The company is going after a problem that has quietly capped real-world adoption of generative AI in regulated work: when individual AI steps run at 98% accuracy and get chained across a dozen operations, end-to-end accuracy can drop to 30–40%. In compliance, legal review or mortgage suitability work, that is not a tolerable trade-off. Curvestone calls this the "compound error problem" and has built its platform around solving it.
The product is model-agnostic and slots into existing CRMs, document management systems and loan origination tools rather than asking teams to migrate. Users configure multi-step workflows with human-in-the-loop review and audit-ready outputs. The company is ISO 27001-certified and works across legal, financial services and insurance. Co-founder Breanna Yen leads on data strategy alongside brothers Dawid Kotur (CEO) and Sebastian Kotur (CPO), who previously ran AI automation programmes at PwC, Metro Bank and GKN.
Curvestone reached profitability before raising any outside capital and grew revenue seven-fold in the twelve months leading up to the round. The platform now processes billions of tokens each quarter. Customers include Stephenson Harwood, Browne Jacobson and Walker Morris — where service agreement reviews have gone from four hours to fifteen minutes — along with mortgage network Pivotal Growth, which is moving from spot-checking around 10% of cases to reviewing all of them across its twenty advice teams.

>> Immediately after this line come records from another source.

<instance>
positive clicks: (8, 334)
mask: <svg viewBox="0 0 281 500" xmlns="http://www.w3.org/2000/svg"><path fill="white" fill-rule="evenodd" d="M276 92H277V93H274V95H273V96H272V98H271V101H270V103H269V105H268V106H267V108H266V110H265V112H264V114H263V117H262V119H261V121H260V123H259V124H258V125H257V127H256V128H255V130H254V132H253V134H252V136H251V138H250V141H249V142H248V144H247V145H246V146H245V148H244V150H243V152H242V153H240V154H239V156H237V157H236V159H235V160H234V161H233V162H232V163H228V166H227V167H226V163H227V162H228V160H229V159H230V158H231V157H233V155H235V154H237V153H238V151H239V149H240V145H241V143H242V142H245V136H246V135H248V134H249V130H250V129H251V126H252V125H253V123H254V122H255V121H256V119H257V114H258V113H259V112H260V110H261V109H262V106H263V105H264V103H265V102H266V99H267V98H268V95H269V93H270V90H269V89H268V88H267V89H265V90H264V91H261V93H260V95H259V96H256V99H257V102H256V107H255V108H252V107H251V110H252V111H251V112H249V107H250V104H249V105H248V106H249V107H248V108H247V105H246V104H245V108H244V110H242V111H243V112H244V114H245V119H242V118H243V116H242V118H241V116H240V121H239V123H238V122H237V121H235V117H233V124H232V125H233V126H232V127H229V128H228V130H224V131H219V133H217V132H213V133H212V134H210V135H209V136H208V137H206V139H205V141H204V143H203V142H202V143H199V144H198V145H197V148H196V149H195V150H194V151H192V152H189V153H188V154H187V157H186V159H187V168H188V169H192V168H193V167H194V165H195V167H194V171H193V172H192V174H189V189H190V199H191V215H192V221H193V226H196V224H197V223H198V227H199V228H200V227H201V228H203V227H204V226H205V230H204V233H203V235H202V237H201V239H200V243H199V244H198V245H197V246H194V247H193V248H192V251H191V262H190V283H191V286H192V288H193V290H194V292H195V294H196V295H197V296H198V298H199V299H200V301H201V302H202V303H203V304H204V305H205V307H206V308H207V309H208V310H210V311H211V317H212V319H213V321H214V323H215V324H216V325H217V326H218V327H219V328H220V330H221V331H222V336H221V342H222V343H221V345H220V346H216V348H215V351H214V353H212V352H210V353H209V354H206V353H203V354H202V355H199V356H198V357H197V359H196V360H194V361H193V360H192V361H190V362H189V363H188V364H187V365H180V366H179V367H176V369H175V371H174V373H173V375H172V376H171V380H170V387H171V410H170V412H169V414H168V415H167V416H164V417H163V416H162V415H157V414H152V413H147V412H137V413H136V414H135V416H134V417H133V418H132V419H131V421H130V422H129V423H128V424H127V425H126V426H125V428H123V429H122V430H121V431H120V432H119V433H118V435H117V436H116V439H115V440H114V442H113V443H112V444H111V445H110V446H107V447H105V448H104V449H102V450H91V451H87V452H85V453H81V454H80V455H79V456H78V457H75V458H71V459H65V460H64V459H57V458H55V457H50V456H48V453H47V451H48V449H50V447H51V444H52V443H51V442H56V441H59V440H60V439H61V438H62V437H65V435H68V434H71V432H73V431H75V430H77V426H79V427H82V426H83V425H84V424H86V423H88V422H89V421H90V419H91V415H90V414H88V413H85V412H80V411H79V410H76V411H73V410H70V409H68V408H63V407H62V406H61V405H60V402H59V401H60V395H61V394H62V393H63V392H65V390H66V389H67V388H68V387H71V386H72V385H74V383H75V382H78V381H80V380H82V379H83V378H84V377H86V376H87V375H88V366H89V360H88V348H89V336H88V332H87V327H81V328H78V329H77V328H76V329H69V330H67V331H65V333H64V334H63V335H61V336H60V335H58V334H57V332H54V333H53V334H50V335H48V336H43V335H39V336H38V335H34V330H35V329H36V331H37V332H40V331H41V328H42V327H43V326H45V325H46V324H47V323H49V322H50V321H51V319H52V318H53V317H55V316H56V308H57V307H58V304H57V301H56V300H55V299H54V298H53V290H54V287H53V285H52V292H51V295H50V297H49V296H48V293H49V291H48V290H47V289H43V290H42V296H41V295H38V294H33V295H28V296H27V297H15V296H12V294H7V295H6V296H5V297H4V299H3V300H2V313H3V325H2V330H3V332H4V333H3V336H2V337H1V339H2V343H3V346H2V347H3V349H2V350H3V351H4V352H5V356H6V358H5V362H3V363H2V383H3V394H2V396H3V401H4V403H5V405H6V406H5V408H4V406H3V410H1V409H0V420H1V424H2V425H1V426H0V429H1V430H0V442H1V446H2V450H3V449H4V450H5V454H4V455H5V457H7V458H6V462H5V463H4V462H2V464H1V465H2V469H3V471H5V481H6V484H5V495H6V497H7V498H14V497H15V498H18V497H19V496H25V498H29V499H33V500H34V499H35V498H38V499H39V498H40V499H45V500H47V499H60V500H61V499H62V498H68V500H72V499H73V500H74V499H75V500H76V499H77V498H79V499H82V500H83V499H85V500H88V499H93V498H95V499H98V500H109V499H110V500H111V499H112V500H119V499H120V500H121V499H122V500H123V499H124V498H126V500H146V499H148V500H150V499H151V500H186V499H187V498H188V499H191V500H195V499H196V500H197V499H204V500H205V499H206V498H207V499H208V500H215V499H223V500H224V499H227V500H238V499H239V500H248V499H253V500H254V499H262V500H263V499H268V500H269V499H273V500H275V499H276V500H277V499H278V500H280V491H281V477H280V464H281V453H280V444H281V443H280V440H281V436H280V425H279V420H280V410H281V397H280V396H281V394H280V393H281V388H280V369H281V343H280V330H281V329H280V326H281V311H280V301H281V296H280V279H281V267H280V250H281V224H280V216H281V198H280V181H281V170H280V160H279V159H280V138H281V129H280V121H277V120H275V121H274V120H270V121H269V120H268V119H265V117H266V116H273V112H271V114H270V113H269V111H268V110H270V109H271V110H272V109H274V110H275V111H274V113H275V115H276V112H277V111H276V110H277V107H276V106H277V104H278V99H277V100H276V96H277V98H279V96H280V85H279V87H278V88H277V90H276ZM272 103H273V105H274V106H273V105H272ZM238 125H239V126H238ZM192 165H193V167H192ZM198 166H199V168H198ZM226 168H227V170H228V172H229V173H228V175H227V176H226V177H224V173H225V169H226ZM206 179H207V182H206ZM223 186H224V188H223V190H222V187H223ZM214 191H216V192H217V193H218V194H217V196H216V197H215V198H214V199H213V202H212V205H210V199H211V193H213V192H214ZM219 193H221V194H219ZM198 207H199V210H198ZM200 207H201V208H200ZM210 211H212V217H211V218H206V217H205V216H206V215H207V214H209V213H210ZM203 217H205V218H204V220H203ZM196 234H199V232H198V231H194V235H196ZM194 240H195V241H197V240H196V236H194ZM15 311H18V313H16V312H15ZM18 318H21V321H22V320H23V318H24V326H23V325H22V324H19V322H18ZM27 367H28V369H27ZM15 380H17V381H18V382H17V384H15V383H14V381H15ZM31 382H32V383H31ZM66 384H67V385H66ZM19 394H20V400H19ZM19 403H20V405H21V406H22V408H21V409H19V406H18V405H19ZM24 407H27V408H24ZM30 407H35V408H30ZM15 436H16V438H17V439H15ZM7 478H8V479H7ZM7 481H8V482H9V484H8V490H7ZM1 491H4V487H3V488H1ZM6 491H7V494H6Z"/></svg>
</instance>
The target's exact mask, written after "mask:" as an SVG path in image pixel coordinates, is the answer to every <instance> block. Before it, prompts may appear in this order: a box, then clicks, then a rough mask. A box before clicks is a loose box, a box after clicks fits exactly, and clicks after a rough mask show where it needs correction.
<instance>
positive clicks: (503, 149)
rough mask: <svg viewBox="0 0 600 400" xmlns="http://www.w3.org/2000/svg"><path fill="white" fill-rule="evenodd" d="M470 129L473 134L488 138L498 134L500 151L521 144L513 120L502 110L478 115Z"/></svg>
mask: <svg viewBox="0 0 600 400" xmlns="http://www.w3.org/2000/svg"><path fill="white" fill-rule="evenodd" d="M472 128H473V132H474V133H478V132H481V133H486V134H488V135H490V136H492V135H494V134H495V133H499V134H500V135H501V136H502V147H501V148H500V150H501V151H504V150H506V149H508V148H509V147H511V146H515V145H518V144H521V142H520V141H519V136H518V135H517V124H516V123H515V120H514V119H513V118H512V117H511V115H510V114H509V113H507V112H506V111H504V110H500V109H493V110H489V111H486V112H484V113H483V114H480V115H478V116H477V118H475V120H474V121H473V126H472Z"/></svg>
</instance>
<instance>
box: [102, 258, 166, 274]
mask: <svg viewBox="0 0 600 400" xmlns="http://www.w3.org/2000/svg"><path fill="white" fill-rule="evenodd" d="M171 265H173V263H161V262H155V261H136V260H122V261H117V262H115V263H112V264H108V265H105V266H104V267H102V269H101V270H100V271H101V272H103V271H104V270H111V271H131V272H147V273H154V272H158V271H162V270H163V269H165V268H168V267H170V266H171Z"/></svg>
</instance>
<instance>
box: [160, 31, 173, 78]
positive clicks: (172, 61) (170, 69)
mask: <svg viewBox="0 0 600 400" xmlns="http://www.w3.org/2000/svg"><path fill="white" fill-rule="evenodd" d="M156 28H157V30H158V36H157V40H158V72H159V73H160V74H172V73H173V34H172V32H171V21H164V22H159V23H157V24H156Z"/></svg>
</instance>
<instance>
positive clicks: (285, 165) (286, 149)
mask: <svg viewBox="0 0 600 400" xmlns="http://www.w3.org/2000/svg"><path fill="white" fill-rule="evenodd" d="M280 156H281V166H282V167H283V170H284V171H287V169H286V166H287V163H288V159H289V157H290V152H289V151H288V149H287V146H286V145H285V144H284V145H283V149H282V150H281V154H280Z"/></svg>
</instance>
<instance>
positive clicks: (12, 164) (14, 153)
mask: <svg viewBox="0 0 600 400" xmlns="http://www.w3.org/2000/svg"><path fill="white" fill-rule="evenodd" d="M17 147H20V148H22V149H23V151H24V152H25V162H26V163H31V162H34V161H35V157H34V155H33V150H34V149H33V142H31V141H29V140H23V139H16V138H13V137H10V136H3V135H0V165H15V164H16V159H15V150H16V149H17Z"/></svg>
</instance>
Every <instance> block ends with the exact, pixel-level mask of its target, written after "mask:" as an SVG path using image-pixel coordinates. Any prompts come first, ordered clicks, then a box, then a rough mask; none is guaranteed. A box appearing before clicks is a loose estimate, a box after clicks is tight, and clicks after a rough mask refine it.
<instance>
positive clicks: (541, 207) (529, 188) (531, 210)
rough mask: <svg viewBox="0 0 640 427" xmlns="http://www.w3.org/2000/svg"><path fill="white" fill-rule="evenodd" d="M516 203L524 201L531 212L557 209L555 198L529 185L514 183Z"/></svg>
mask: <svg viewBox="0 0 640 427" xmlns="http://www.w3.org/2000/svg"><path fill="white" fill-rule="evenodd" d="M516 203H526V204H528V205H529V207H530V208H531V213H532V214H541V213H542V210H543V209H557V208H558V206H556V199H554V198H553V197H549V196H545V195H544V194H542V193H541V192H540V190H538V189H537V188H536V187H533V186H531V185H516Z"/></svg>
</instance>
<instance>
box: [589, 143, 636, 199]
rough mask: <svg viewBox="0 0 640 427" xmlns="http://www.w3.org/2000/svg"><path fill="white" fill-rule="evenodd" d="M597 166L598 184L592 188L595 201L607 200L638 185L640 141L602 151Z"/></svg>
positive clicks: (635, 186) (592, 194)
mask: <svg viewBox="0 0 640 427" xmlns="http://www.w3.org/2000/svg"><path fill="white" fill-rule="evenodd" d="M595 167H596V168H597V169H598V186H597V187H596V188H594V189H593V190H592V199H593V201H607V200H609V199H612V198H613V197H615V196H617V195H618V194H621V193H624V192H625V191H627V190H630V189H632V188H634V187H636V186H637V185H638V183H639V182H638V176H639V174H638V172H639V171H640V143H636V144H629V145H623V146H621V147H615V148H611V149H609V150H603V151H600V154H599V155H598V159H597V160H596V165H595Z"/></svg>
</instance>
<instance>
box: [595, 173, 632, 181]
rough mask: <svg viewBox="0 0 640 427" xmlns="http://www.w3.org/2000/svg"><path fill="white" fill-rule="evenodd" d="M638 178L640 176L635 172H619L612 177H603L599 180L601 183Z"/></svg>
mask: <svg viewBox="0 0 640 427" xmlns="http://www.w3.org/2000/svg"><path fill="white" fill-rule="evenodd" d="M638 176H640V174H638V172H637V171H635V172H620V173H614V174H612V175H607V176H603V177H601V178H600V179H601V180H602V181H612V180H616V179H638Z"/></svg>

Kevin McLoughlin, partner at MTech Capital, is joining the board. The fresh capital will go on product development and go-to-market expansion, with a focus on extending the library of validated workflows and deepening integrations with the systems regulated teams already run on. The longer-term pitch is to become the dependable automation layer for agentic AI in sectors where getting it wrong is expensive.